DOI: 10.1093/ons/opy377
Abstrakt: Background and Importance: Traditionally, when a patient presents with a midline chordoma with extension to the mid-S1 body where neither S1 nerve roots can be spared, the recommendation would be to perform a total sacrectomy for en bloc resection. This procedure, however, results in a large bony defect that makes it difficult to achieve fusion across the lumbosacral and sacroiliac junction (SIJ). To help prevent this challenge in the situation described above, we propose performing a high sacrectomy for en bloc resection with placement of an anterior L5-S1 graft instead in specific situations where the tumor extends to the mid-S1 body leaving the superior aspect of S1 unaffected.
Clinical Presentation: A 56-yr-old female presented to our clinic with back pain, leg pain, urinary incontinence, and perineal numbness.

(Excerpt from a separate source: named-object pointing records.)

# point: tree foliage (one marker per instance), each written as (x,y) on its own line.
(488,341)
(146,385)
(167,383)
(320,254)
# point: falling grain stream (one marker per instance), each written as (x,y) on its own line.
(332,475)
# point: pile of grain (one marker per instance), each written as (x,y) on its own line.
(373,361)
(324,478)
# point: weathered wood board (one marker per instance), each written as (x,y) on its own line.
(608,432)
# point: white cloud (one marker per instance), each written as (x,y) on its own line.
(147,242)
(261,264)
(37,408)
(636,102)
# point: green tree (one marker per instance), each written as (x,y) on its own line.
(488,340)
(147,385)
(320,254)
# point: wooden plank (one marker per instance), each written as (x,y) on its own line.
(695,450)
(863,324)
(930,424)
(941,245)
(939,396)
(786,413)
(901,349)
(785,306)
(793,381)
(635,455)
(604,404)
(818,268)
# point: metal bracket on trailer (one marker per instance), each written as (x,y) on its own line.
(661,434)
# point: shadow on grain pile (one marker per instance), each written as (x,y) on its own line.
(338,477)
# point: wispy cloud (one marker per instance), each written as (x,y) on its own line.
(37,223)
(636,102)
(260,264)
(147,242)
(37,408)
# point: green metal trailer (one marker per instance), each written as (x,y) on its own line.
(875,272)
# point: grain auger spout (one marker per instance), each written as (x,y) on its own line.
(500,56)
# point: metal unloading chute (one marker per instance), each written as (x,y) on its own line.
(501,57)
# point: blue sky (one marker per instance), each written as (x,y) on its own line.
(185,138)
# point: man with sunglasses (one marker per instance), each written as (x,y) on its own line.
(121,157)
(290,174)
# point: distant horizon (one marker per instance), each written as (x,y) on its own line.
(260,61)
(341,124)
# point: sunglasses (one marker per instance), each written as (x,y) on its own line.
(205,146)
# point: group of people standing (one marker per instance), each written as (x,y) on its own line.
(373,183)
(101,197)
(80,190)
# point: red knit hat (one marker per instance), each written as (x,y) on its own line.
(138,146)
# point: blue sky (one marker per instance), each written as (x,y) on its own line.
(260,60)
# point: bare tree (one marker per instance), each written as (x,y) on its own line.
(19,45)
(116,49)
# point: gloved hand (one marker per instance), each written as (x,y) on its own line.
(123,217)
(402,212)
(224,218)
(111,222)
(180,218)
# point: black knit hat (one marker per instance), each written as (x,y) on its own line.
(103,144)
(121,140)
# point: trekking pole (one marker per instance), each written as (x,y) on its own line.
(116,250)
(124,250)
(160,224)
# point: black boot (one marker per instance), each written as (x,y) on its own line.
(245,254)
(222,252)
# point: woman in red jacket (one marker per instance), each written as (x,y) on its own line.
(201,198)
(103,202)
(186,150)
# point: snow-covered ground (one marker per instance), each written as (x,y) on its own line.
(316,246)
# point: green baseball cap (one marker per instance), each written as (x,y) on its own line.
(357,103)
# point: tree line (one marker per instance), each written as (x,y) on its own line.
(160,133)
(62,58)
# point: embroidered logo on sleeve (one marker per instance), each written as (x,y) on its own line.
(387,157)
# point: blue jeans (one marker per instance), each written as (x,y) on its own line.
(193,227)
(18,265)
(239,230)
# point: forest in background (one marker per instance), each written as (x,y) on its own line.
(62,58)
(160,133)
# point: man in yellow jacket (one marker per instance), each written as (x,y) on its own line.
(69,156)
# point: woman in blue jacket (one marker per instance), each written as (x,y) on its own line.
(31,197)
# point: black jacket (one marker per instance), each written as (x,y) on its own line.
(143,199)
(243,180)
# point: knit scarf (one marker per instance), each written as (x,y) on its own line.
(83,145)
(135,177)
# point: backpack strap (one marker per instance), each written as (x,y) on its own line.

She was found to have a chordoma that extended to the mid-S1 body superiorly. Her S1 nerve roots were involved extraforaminally. We performed the operation described above with no signs of hardware malfunction or tumor recurrence at 5 mo.
Conclusion: In patients where the sacral tumor that involves the S1 nerve roots but does not involve the superior portion of the S1 body, there continues to be unaffected SIJ to allow for arthrodesis, and an anterior approach is necessary for other indications, we recommend performing a high partial sacrectomy with placement of an anterior L5-S1 graft rather than a total sacrectomy as long as the bony resection offers ability to obtain tumor margins.